Why Blame U.P.?
The recent brouhaha over the Armed Forces of the Philippines’ (AFP) list of former U.P. students accused of joining the New People’s Army (NPA) or were allegedly captured by the military shows the military’s irresponsibility and lack of concern that they could have put the lives of those on the list in danger.
People were surprised – and understandably furious – since some of the individuals in the list are public or government figures; others are private individuals.
True, the military has since then apologized for their gaffe. But for me it’s a little too late. The harm has been done.
It was not a surprise that the list was released after Defense Secretary Delfin Lorenzana abolished the University of the Philippines (UP) and the Department of National Defense (DND) accord prohibiting the presence and operations of the police and the military inside UP’s campuses.
The UP-DND accord, signed in 1989, has several provisions which include the following: A) search and arrest warrants for students, faculty members, and employees shall be given only after notifying the UP administration; B) the arrest and detention of any UP student, faculty, and employee shall be reported immediately by the authorities- in-charge to the UP administration; C) state officials shall not interfere with any peaceful protest being conducted by the UP’s constituents within the premises of the university.
The long and short of it is that the purpose of the accord is to protect the students, faculty and employees of UP from potential military abuses and to protect academic freedom and dissent.
The sudden abrogation of the accord could be due to the government’s latest crackdown against dissent, citing unfounded in-campus recruitment of students by the NPA, the National Democratic Front (NDF) and the Communist Party of the Philippines (CPP).
Lorenzana’s justification is that the agreement is “a hindrance in providing effective security, safety, and welfare of the students, faculty, and employees of UP.”
Security from whom?
The government has accused UP for being a haven for communist recruitment.

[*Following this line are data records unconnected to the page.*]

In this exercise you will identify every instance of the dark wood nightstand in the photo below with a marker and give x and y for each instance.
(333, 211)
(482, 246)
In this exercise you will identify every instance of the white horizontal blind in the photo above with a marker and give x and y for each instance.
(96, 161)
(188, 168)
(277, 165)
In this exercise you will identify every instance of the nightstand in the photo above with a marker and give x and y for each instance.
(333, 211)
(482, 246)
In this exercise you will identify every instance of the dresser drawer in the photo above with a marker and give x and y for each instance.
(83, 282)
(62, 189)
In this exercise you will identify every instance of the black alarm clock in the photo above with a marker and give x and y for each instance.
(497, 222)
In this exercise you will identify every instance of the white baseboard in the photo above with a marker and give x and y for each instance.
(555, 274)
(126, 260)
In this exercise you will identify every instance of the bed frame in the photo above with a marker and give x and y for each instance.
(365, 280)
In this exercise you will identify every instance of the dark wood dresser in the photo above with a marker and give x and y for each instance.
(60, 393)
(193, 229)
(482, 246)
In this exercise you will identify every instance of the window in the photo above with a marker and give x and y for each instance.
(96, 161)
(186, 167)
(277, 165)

I find the accusation to be misplaced. Such an accusation is based on a myopic view on what a university should be.
As an educational institution, UP thrives because it respects the academic freedom of everyone. Academic freedom is fundamental not only to education but to the country being a democratic society. Without academic freedom, there’s no real education.

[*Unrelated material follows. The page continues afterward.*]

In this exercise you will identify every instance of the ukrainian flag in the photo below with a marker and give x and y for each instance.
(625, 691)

Wikipedia defines academic freedom as the freedom of the scholars to teach or communicate ideas or facts – including those that are inconvenient to external political groups or to authorities – without being targeted for repression, job loss or imprisonment.
The Academics for Academic Freedom of the United Kingdom believes in the principle that academics have unrestricted liberty to question and test received wisdom and to put forward controversial and unpopular opinions, whether or not these are deemed offensive or not.

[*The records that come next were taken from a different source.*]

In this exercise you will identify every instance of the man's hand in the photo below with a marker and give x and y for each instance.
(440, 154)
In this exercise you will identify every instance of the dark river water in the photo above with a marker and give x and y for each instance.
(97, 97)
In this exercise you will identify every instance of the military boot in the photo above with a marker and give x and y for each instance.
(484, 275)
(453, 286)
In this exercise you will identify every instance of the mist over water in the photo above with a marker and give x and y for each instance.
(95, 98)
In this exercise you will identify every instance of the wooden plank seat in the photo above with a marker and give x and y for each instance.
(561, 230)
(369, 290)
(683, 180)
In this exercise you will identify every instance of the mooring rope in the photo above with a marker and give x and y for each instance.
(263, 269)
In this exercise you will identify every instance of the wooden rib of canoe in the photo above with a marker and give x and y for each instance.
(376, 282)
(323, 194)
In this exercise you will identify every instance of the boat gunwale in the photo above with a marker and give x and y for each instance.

When students, therefore, discuss in class, in whatever shape or form, controversial issues in society like government corruption or poverty or the adverse effects of red-tagging, it is not an invitation to rebel against the government. It is not indoctrination, it is education. It’s part of academic freedom.
Dr. Bob Suzuki, former president of California State Polytechnic University, visualizes education as helping students “analyze critically and make intelligent decisions about real life problems and issues through the process of dialogical inquiry. Finally, it should help them conceptualize a vision of a better society and acquire the necessary knowledge, understanding, and skills to enable them to move the society toward greater equality and freedom, the eradication of degrading poverty and dehumanizing dependency, and the development of meaningful identity for all people.”
The purpose of education then is not solely to develop the intellect. The purpose of education is not only to promote a literate society but to promote a fair and just society as well.
A true educator knows that educating for academic skills alone, though important, is not sufficient to prepare students to be socially responsible. Students should also be taught how to analyze and think critically so that they are able to fully understand the forces that shape society and what awaits them when they graduate.
Something is wrong when a student, according to Martin Luther King Jr, graduates “with reason, but with no morals,” and, if I may add, with no understanding how one can positively contribute to the betterment of society. Thus, the worst thing that UP or any other university can do to its students is to insulate them from societal problems and challenges.
What the students want to do with the accumulated knowledge that they have gained is their own decision to make. No one can do it for them – not their professors, not their parents, not even CPP founder Joma. Sison. So, don’t blame UP if some of its students and alumni/ae freely join the NPA-NDF-CPP out of their conviction even if we may not agree with their decision.
Blame, instead, extreme poverty. Blame unabated government corruption. Blame the military repression of dissent. Blame the extrajudicial killings of activists and suspected drug addicts. Blame the lack of justice.